一期一会 ~キャプテンパイル工法の誕生~

許斐 光生,高周波熱錬,キャプテンパイル協会事務局長

 協会の皆様には協会設立以来大変お世話になっております。協会の事務局をさせて頂いています、高周波熱錬(株)(ネツレン)の許斐です。キャプテンパイル協会は2006年4月に発足しましたが、キャプテンパイル工法誕生の話をさせて頂きます。

 2004年1月、年始の挨拶回りに協会初代会長の鹿島建設設計部の吉松さんのところへ伺ったのが事の始まりでした。私はかねがね場所打ち杭用のウルボンを広めたいと思っており、一方吉松さんは場所打ち杭用の杭頭半固定工法を開発したいと思っていました。年始の挨拶は通常ノウアポイントで伺いますが、この時はたまたま日頃外出がちな吉松さんが在席していました。二人で雑談をしているうちに、杭の話となり杭頭半固定工法と杭用のウルボンを組み合わせるとお互いの長所を発揮できる工法を開発できるとの認識で意気投合しました。

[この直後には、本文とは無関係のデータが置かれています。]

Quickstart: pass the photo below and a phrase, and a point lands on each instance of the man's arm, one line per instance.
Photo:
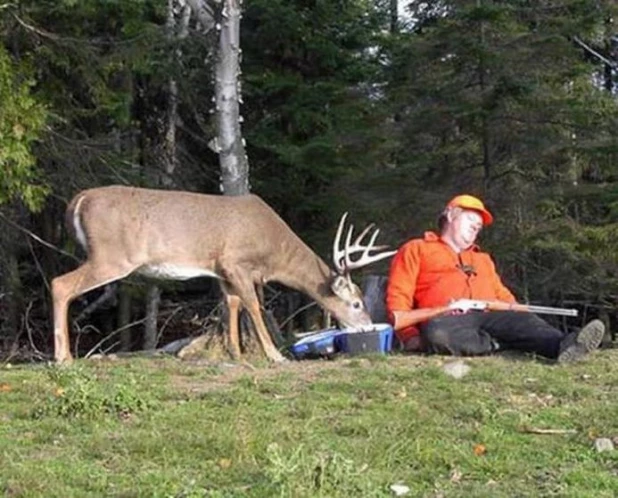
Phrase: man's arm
(404, 319)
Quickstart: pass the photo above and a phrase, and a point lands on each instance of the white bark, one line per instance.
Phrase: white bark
(232, 156)
(228, 143)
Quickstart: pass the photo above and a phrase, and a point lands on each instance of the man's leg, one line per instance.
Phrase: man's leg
(522, 331)
(527, 332)
(459, 335)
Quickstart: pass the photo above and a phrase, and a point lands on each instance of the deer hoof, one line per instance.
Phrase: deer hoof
(64, 360)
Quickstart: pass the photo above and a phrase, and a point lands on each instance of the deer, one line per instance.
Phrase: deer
(239, 240)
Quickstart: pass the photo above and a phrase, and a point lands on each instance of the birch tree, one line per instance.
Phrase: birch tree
(224, 16)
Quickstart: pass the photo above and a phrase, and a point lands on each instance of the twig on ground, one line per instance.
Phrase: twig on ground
(537, 430)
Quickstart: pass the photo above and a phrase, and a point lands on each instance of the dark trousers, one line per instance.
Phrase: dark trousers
(478, 333)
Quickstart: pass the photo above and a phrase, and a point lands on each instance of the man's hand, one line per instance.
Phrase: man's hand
(465, 305)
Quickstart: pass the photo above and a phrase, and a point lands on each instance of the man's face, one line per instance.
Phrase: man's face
(465, 227)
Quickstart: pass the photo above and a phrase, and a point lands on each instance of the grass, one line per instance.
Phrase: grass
(161, 427)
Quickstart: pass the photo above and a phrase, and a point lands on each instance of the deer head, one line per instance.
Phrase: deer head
(351, 310)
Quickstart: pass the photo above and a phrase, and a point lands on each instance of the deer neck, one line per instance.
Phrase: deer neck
(305, 271)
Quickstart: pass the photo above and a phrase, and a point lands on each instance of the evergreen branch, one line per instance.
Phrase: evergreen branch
(590, 50)
(36, 237)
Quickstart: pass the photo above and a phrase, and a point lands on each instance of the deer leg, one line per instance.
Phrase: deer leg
(245, 289)
(67, 287)
(233, 305)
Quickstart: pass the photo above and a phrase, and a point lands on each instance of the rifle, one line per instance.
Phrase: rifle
(474, 304)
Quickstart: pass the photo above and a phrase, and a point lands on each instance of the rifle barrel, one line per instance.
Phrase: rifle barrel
(548, 310)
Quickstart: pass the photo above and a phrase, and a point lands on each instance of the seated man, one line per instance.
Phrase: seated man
(431, 278)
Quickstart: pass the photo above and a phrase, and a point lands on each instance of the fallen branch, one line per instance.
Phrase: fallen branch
(537, 430)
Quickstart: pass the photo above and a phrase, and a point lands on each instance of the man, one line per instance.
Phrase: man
(432, 279)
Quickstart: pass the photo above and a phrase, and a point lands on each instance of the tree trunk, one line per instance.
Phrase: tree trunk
(394, 16)
(124, 317)
(229, 142)
(153, 298)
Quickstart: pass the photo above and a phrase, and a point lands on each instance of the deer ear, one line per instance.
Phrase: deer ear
(340, 284)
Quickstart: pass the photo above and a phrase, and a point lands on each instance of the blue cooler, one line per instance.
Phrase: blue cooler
(319, 345)
(378, 339)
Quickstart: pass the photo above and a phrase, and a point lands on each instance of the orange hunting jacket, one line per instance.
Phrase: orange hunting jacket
(427, 273)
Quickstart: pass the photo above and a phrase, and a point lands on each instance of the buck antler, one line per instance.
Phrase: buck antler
(341, 257)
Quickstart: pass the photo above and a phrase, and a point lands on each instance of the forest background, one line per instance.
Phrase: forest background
(381, 108)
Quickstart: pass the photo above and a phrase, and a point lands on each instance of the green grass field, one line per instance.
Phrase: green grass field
(162, 427)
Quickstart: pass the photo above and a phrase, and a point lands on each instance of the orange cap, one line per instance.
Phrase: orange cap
(471, 202)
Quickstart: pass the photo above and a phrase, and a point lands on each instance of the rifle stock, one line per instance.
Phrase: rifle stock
(530, 308)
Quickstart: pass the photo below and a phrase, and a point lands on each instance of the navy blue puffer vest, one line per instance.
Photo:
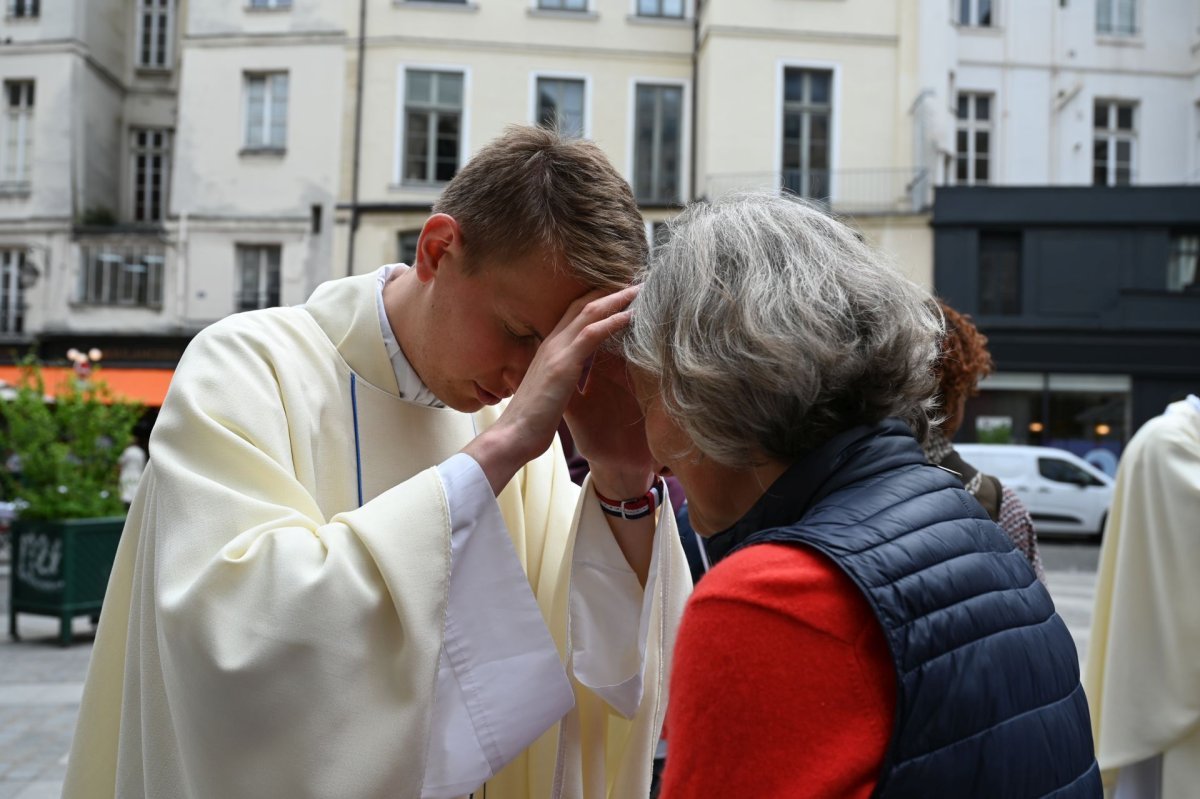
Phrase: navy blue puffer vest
(988, 695)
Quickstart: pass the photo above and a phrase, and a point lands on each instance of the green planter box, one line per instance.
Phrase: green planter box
(60, 569)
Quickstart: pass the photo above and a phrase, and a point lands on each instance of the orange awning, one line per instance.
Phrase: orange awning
(144, 385)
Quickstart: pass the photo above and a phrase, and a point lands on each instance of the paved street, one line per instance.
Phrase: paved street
(1071, 575)
(40, 688)
(41, 683)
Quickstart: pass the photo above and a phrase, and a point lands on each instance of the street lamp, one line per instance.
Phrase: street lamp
(82, 361)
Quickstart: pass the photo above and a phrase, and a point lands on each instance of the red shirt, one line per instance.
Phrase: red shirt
(783, 683)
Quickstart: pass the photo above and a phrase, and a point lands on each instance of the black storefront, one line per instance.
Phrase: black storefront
(1090, 298)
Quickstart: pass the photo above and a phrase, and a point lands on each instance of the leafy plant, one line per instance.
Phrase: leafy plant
(1000, 434)
(66, 449)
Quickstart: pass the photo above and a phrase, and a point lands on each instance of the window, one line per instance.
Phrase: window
(1183, 270)
(12, 295)
(808, 108)
(1115, 144)
(658, 143)
(16, 157)
(659, 233)
(1066, 472)
(561, 106)
(267, 110)
(406, 246)
(150, 162)
(972, 148)
(121, 275)
(976, 13)
(155, 18)
(660, 8)
(1116, 17)
(258, 276)
(24, 8)
(1000, 274)
(432, 125)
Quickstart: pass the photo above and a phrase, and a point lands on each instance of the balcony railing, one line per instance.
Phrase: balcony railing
(844, 191)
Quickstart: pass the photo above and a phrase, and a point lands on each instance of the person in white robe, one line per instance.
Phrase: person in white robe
(1143, 672)
(352, 570)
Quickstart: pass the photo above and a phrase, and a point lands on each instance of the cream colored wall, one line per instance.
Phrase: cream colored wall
(906, 240)
(742, 107)
(498, 91)
(501, 47)
(214, 175)
(831, 18)
(209, 263)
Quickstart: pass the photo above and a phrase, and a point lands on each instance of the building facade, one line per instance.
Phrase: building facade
(85, 160)
(441, 79)
(258, 152)
(1065, 137)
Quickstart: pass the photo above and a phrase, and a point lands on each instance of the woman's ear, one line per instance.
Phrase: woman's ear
(441, 236)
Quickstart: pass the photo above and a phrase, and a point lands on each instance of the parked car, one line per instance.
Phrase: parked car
(1065, 493)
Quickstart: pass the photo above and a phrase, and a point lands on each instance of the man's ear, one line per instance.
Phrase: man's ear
(441, 236)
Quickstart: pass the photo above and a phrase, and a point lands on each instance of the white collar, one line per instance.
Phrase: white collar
(407, 380)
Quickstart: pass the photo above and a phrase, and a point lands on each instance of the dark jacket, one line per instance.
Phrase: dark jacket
(988, 695)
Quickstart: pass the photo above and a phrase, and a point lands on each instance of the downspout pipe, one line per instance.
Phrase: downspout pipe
(358, 137)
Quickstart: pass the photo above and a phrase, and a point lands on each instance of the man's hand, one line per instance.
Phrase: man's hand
(527, 425)
(610, 432)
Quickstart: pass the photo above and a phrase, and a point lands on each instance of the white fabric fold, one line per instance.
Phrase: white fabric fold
(610, 612)
(501, 682)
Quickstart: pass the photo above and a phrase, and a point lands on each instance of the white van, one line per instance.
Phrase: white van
(1065, 493)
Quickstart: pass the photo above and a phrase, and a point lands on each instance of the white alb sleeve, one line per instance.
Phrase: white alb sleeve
(501, 683)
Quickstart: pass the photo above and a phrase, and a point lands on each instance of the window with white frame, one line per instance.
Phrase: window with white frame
(150, 161)
(258, 276)
(124, 275)
(24, 8)
(267, 110)
(17, 150)
(808, 110)
(658, 143)
(563, 5)
(406, 246)
(432, 125)
(976, 13)
(660, 8)
(1115, 143)
(561, 106)
(1183, 269)
(972, 142)
(1116, 17)
(155, 26)
(12, 295)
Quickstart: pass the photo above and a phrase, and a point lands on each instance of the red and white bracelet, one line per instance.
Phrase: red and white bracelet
(636, 508)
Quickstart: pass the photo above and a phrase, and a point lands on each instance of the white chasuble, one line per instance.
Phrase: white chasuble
(1143, 671)
(276, 612)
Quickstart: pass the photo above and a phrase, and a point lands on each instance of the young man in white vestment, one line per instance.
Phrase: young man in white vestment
(357, 565)
(1143, 673)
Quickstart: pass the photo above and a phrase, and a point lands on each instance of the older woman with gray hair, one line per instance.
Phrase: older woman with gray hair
(865, 630)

 しかし、問題がありました。鹿島さんには開発にかかる数千万円の資金捻出が難しい。一方、ネツレンには工法を開発する知恵がない。そこで、鹿島さんには工法開発の知恵を絞っていただき、資金は各ゼネコンさんとの共同開発で調達することにしました。その時から、鹿島の吉松さん宮田さんはいろいろな工法アイデアを出し、私は共同開発に賛同していただける会社を探して毎日会社訪問です。

 1月から始めた会社訪問は3月までかかり、お陰様で8社の会社に賛同していただきました。現在の協会正会員会社10社です。2004年4月27日に初会合を開き、今の工法の形状を初めてオープンにしました。工法の名称を「キャプテンパイル工法」とし、いよいよ開発がスタートしました。

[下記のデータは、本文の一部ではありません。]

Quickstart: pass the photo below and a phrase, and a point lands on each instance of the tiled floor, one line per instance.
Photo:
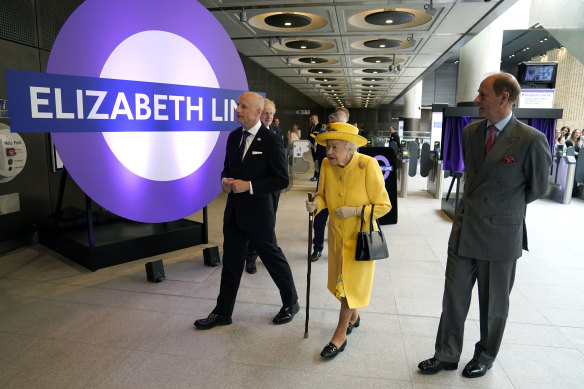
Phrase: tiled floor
(63, 326)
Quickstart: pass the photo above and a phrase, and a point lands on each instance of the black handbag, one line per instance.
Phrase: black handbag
(370, 244)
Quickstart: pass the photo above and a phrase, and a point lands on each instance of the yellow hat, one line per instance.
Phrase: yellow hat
(341, 131)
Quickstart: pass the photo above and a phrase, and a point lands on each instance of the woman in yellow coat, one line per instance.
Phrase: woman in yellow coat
(348, 181)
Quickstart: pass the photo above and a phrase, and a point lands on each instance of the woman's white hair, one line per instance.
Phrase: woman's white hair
(350, 146)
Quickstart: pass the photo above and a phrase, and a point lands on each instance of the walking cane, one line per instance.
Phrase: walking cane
(310, 222)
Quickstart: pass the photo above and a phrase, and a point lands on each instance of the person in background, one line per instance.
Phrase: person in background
(267, 120)
(293, 134)
(321, 218)
(254, 167)
(559, 141)
(276, 127)
(349, 183)
(507, 166)
(565, 132)
(315, 128)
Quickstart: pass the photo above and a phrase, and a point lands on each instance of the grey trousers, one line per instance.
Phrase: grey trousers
(495, 281)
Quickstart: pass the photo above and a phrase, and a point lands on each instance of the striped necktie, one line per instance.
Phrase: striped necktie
(242, 145)
(490, 139)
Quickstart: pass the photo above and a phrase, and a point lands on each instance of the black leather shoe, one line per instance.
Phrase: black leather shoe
(212, 321)
(330, 350)
(315, 256)
(354, 325)
(250, 267)
(475, 369)
(286, 314)
(433, 366)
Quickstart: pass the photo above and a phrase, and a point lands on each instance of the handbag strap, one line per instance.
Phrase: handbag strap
(370, 219)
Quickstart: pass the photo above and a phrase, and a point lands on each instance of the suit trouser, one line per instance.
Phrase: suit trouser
(252, 254)
(495, 281)
(234, 252)
(319, 226)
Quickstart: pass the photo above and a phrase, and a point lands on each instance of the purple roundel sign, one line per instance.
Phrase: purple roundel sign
(148, 176)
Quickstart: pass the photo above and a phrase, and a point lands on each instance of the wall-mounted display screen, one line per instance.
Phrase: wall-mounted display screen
(538, 74)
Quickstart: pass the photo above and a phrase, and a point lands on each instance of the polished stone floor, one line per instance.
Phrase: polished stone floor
(62, 326)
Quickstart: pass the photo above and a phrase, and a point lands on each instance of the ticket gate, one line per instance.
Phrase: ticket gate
(435, 175)
(403, 167)
(563, 179)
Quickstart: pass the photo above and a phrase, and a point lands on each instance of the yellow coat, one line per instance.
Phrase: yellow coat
(357, 184)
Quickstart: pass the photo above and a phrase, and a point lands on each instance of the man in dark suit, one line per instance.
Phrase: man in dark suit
(254, 168)
(507, 166)
(315, 127)
(266, 119)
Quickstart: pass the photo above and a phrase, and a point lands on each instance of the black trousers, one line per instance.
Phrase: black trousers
(234, 252)
(495, 281)
(319, 225)
(252, 254)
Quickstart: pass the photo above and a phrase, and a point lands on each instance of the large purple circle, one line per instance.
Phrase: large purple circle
(82, 48)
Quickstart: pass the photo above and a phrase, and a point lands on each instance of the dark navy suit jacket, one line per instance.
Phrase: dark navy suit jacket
(265, 166)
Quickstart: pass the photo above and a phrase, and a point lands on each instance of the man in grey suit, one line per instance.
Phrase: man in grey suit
(507, 166)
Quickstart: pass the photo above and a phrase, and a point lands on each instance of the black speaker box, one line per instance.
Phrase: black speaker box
(155, 271)
(211, 256)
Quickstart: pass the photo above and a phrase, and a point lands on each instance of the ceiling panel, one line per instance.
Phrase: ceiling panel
(350, 41)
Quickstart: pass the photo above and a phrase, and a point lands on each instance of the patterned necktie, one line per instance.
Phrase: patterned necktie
(242, 145)
(491, 139)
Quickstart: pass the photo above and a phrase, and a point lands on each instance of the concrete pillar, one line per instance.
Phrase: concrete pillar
(413, 111)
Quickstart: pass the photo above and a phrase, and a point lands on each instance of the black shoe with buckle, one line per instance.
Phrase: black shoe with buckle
(330, 350)
(250, 267)
(212, 321)
(315, 255)
(354, 325)
(434, 365)
(286, 314)
(475, 369)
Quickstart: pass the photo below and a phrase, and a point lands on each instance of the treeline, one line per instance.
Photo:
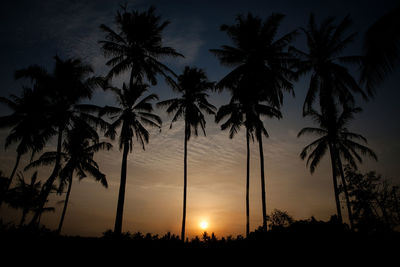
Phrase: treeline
(263, 67)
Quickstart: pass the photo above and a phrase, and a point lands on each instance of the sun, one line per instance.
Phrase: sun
(203, 225)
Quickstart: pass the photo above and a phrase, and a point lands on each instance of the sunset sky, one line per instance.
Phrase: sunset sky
(32, 32)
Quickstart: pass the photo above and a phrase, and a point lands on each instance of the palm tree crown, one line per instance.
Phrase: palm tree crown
(330, 79)
(132, 115)
(137, 45)
(261, 63)
(333, 132)
(192, 85)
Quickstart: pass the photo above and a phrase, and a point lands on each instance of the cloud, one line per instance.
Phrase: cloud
(186, 39)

 私は以前鉄鋼メーカーで鉄骨用の鋼材や鋼管杭を扱っていました。一方、吉松さんは鹿島建設で高層RC住宅の構造設計部門で活躍されていました。当時の私からすると鉄骨用鋼材を販売する上でRC造の高層住宅の台頭は目障りでした。ところが11年前にネツレンへ来ると攻守逆転し、今度はRC造のウルボンを販売しなくてはならなくなり、S造やSRC造の建物が目障りとなりました。杭においても然りで、鋼管杭一色だったのが今では鋼管巻無RC場所打ち杭一色です。そうなると昔の吉松さんは“昨日の敵は今日の友”のことわざ通り私にとって大変な味方となりました。人の心理なんていい加減なものです。

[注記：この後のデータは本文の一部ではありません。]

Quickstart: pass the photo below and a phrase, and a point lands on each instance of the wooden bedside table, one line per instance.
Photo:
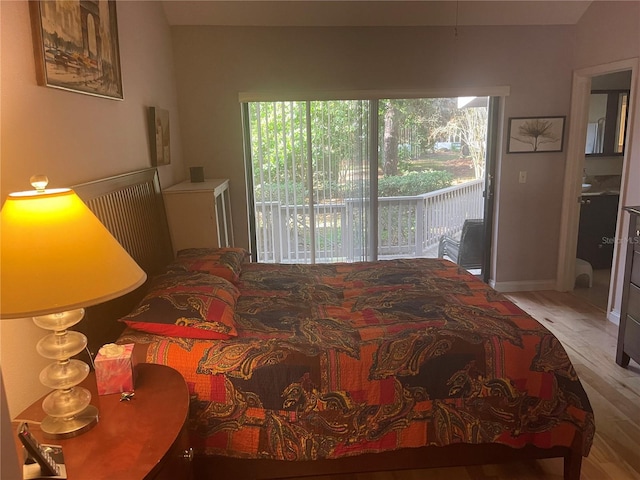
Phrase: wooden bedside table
(144, 438)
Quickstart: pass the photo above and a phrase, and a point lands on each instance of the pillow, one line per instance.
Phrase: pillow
(222, 262)
(190, 305)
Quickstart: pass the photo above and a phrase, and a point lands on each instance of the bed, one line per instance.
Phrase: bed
(322, 369)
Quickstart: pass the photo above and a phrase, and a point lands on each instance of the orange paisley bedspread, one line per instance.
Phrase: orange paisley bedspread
(335, 360)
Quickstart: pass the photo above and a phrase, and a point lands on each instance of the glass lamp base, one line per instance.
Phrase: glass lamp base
(57, 427)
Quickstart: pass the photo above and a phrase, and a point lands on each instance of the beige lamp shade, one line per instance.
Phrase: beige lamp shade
(56, 255)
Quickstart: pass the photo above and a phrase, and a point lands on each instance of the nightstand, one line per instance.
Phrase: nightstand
(144, 438)
(199, 214)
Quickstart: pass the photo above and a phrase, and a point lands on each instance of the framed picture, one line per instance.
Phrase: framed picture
(535, 134)
(76, 46)
(159, 136)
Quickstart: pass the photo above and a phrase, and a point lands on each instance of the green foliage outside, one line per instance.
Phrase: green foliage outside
(414, 183)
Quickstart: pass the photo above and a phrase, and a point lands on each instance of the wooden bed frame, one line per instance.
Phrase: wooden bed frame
(131, 207)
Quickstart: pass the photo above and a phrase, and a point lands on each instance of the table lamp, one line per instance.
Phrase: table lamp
(56, 258)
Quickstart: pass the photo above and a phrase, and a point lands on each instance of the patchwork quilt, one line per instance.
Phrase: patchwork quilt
(335, 360)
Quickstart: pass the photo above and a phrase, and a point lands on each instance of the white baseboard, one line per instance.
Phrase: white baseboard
(524, 285)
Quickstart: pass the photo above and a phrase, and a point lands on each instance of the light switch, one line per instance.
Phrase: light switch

 この度のキャプテンパイル工法の開発も今更ながら会社が変わったお陰で吉松さんと出会い、年始の挨拶でたまたま会えたことがキャプテンパイルと巡り会えたものだと思っています。工法開発が終わり、研究会が協会組織となり今や23社の大世帯となりましたが、社外のいろいろな方々と巡り会う機会に恵まれ感謝しております。昨年還暦を迎え今後、人との巡り会う機会が少なくなっていく折、人と人との出会いを益々大切にして行きたいと思っております。